White button mushrooms (Agaricus bisporus) are soft-cellular and susceptible to color changes accounting significant postharvest losses due to brown spots on their cap surface. In this study, a portable hyperspectral imaging camera in the visible-near infrared wavelength range (400–1000 nm) was explored to determine browning effects in time series on white button mushrooms stored at 4 °C while relative humidity kept constant at 60 % and 80 % relative humidity (RH), respectively. This study proposed the combination of unsupervised training algorithms using principal component analysis (PCA) combined with fuzzy C-means clustering (FCM) for mushroom image segmentation and calibration data selection for further supervised training approaches. Thus, the supervised classification models of k-nearest neighbor (k-NN) and partial least square-discriminant analysis (PLS-DA) were developed for the determination of browning patterns on mushrooms and achieved the correct classification rate (CCR) values of 97.6 %-99.8 % and 94.7 %-97.7 %, respectively. Overall, this time-series study during storage demonstrated the potential of a portable hyperspectral imaging camera combined with machine learning models for post-harvest mushroom quality control purposes.

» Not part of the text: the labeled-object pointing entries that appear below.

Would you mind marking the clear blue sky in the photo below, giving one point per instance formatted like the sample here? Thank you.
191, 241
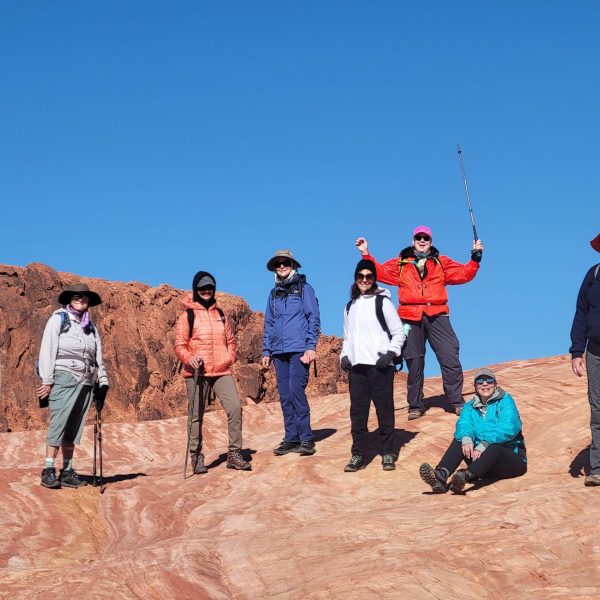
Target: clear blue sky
146, 140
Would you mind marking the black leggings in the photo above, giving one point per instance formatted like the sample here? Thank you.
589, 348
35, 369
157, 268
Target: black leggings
496, 462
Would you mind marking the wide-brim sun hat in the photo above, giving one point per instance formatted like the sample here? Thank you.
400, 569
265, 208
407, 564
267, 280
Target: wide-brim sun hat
279, 254
81, 289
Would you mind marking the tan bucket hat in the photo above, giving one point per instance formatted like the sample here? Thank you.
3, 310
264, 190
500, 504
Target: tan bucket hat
78, 288
279, 254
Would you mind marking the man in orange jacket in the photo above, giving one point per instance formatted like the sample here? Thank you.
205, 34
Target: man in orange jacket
421, 275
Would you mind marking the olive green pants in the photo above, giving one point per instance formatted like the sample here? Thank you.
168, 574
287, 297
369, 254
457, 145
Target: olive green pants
226, 392
68, 404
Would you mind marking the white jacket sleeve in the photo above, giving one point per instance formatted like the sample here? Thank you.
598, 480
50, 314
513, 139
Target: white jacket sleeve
102, 378
345, 348
394, 325
49, 349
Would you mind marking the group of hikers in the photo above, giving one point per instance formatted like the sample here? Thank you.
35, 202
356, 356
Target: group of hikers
488, 436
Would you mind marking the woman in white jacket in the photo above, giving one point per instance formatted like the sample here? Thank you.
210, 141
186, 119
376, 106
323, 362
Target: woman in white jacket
70, 353
373, 337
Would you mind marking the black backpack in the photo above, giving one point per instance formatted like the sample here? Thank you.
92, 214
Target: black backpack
398, 363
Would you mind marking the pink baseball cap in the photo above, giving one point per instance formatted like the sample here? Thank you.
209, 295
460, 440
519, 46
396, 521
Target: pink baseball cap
422, 229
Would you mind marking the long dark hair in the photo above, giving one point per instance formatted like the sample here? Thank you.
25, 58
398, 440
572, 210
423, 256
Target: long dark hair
355, 292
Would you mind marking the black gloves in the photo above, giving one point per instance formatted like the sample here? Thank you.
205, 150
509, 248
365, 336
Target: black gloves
476, 255
384, 360
100, 396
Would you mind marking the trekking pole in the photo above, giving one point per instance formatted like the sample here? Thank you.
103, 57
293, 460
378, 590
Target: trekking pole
464, 175
191, 404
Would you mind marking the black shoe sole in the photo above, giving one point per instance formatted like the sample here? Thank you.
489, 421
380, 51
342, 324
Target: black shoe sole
427, 474
277, 452
54, 486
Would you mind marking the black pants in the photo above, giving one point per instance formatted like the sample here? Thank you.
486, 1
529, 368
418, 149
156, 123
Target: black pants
496, 462
369, 383
439, 333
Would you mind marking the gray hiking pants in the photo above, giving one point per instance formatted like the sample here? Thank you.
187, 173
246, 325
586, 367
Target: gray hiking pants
226, 392
438, 332
593, 370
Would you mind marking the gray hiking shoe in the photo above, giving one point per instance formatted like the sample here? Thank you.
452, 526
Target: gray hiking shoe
236, 461
49, 479
388, 462
69, 478
355, 463
434, 478
198, 465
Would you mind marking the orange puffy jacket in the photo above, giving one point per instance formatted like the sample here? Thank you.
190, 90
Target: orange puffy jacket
428, 295
212, 340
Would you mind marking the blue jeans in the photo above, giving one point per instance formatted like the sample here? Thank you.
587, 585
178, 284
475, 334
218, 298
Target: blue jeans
292, 377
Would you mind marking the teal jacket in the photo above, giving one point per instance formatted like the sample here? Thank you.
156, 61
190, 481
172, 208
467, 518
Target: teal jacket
499, 423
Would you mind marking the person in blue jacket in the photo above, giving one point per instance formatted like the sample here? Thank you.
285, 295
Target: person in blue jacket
291, 332
585, 341
488, 438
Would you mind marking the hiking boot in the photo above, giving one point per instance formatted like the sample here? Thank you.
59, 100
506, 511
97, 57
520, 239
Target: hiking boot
388, 462
306, 448
459, 480
286, 448
355, 463
236, 461
415, 413
69, 478
198, 465
435, 478
49, 479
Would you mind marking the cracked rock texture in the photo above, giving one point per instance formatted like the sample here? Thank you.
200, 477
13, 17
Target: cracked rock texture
137, 327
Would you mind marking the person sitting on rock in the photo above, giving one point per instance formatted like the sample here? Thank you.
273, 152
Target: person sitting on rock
422, 274
291, 333
488, 438
204, 340
70, 353
368, 354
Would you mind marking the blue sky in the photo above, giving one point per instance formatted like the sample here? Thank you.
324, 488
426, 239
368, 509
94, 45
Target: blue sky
147, 140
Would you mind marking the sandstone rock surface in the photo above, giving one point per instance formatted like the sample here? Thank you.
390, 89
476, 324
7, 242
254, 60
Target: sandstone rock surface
299, 527
137, 327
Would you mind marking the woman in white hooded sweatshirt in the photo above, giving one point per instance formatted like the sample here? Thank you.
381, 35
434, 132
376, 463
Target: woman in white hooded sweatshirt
373, 337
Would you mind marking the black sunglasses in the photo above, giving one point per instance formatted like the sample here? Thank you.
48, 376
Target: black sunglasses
283, 263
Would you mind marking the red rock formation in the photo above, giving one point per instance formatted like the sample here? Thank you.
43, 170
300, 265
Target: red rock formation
299, 527
137, 327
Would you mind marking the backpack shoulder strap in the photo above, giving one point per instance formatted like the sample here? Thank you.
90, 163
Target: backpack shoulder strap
380, 315
65, 322
191, 316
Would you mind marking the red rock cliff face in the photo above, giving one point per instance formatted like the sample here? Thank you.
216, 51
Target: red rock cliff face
137, 327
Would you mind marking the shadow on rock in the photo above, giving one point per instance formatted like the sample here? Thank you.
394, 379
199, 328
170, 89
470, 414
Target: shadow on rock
373, 449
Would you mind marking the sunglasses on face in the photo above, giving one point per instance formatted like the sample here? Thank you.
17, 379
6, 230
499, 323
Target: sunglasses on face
283, 263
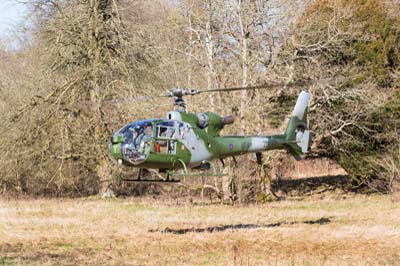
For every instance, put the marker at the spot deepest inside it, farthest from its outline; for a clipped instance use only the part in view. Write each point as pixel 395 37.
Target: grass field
pixel 334 230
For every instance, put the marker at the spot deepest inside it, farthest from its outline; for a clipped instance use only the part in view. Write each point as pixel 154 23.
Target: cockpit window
pixel 136 141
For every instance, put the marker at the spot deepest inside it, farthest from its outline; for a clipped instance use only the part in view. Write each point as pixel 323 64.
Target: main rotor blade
pixel 263 86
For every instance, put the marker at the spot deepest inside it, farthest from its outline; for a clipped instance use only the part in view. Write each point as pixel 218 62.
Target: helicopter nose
pixel 115 149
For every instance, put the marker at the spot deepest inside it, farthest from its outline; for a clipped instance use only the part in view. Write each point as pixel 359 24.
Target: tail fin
pixel 297 133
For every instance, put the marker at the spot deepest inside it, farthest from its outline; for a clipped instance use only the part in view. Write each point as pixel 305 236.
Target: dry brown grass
pixel 360 230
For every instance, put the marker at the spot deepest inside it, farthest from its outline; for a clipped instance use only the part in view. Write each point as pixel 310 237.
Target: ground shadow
pixel 221 228
pixel 313 185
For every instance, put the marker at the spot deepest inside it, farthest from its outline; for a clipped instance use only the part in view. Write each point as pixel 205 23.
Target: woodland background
pixel 80 69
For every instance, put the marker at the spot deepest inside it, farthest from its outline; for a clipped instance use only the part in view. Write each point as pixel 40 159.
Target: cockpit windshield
pixel 136 141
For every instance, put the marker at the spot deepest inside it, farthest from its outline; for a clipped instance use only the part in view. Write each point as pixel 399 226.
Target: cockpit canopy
pixel 135 140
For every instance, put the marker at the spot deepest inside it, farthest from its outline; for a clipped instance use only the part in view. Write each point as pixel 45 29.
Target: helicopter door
pixel 165 143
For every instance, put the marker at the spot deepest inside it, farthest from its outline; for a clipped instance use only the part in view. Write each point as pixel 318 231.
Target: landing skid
pixel 170 174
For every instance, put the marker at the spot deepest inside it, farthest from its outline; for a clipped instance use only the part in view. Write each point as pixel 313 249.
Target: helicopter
pixel 185 140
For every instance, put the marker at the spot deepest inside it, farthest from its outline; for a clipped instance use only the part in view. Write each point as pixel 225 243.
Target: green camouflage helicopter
pixel 186 140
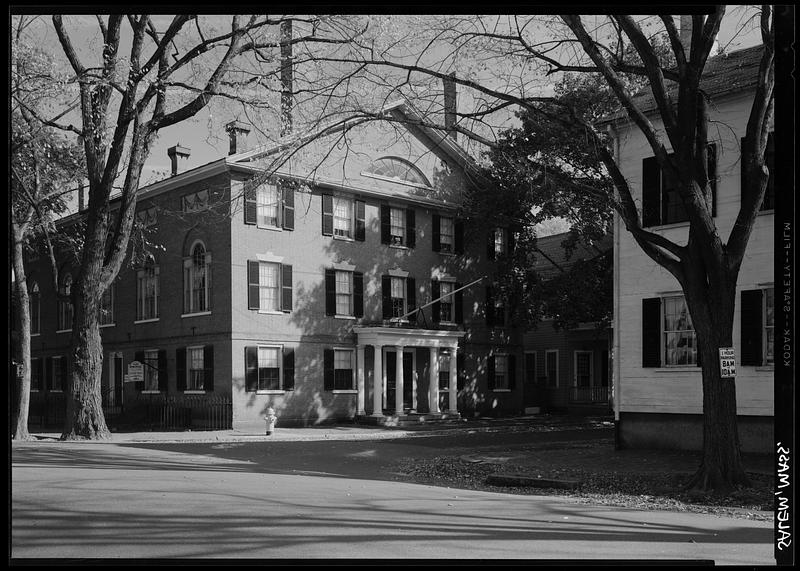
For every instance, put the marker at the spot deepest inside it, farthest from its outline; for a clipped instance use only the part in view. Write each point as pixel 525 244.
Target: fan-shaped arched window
pixel 398 169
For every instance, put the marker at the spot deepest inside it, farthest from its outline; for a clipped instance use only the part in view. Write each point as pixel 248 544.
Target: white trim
pixel 198 314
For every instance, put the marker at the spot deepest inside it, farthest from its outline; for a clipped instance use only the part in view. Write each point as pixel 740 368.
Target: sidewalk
pixel 342 431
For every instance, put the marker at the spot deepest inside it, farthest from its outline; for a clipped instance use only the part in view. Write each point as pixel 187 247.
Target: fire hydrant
pixel 270 419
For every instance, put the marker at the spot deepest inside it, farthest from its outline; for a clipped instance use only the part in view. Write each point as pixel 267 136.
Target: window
pixel 343 217
pixel 269 368
pixel 65 306
pixel 758 326
pixel 151 366
pixel 680 345
pixel 34 301
pixel 196 280
pixel 269 286
pixel 267 206
pixel 396 169
pixel 397 228
pixel 399 297
pixel 107 306
pixel 551 367
pixel 338 365
pixel 195 201
pixel 147 291
pixel 196 368
pixel 661 201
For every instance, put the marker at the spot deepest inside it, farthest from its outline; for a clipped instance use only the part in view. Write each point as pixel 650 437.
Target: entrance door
pixel 391 380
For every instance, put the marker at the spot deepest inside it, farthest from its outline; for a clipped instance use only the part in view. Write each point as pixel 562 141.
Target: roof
pixel 551 257
pixel 723 75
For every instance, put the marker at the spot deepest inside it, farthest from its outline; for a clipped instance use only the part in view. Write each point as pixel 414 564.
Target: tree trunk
pixel 84 415
pixel 721 469
pixel 22 348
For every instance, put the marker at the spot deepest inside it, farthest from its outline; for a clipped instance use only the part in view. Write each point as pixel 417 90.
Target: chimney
pixel 175 154
pixel 287 77
pixel 237 131
pixel 450 105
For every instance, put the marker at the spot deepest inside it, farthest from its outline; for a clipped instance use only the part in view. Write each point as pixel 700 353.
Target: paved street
pixel 324 500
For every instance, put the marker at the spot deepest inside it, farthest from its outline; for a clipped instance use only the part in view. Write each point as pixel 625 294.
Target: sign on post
pixel 135 372
pixel 727 363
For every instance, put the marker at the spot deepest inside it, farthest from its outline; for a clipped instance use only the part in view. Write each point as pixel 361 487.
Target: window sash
pixel 267 206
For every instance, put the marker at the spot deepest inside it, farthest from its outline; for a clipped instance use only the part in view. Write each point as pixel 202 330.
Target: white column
pixel 453 376
pixel 377 382
pixel 398 383
pixel 433 386
pixel 360 380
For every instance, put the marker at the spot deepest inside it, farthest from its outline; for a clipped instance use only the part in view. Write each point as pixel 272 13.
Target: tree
pixel 151 73
pixel 45 166
pixel 707 267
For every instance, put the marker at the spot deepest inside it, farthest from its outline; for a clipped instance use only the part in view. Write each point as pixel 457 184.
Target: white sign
pixel 135 372
pixel 727 363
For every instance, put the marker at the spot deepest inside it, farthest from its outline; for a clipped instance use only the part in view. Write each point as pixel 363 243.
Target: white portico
pixel 395 350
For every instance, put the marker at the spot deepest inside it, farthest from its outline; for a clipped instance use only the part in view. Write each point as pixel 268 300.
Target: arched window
pixel 397 169
pixel 197 278
pixel 34 300
pixel 65 306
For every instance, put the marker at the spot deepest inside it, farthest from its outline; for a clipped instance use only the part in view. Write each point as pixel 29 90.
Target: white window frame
pixel 150 373
pixel 447 246
pixel 665 335
pixel 279 389
pixel 145 278
pixel 550 382
pixel 397 222
pixel 190 384
pixel 348 205
pixel 189 278
pixel 262 221
pixel 353 367
pixel 498 358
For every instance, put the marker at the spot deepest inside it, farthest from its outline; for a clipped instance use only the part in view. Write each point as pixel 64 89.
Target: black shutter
pixel 180 367
pixel 459 237
pixel 411 230
pixel 386 294
pixel 139 356
pixel 327 215
pixel 411 298
pixel 329 372
pixel 358 294
pixel 286 277
pixel 459 304
pixel 250 207
pixel 361 225
pixel 711 168
pixel 651 192
pixel 251 369
pixel 489 307
pixel 651 332
pixel 752 322
pixel 330 292
pixel 288 207
pixel 208 366
pixel 288 369
pixel 252 285
pixel 163 378
pixel 437 306
pixel 386 224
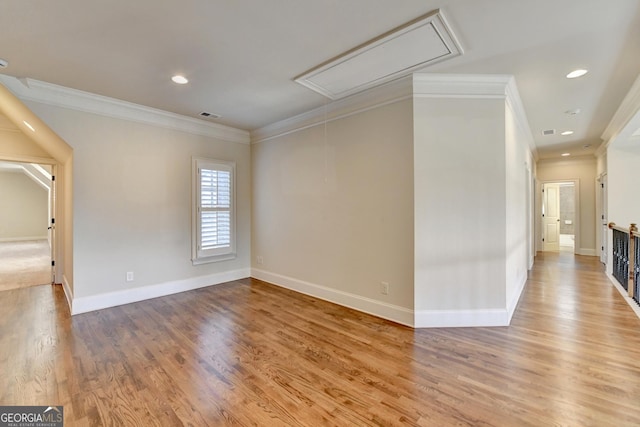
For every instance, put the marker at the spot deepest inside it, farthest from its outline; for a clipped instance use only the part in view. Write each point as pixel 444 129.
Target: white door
pixel 604 229
pixel 551 217
pixel 52 224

使用便携式高光谱成像系统检测蘑菇褐变的基于机器学习的框架
白金针菇(Agaricus bisporus)是一种软细胞蘑菇,由于蘑菇伞表面出现褐斑,很容易发生颜色变化,造成严重的采后损失。本研究利用可见光-近红外波长范围(400-1000 nm)内的便携式高光谱成像仪,在相对湿度分别恒定为 60% 和 80% 的情况下,通过时间序列来确定在 4 °C 下储存的白金针菇的褐变效果。该研究提出了使用主成分分析 (PCA) 结合模糊 C-means 聚类 (FCM) 的无监督训练算法,用于蘑菇图像分割和校准数据选择,以进一步采用监督训练方法。因此,为确定蘑菇的褐变模式,开发了 k 近邻(k-NN)和偏最小二乘判别分析(PLS-DA)监督分类模型,其正确分类率(CCR)值分别达到 97.6 %-99.8 % 和 94.7 %-97.7 %。总之,这项储藏期间的时间序列研究证明了便携式高光谱成像相机与机器学习模型相结合用于采后蘑菇质量控制的潜力。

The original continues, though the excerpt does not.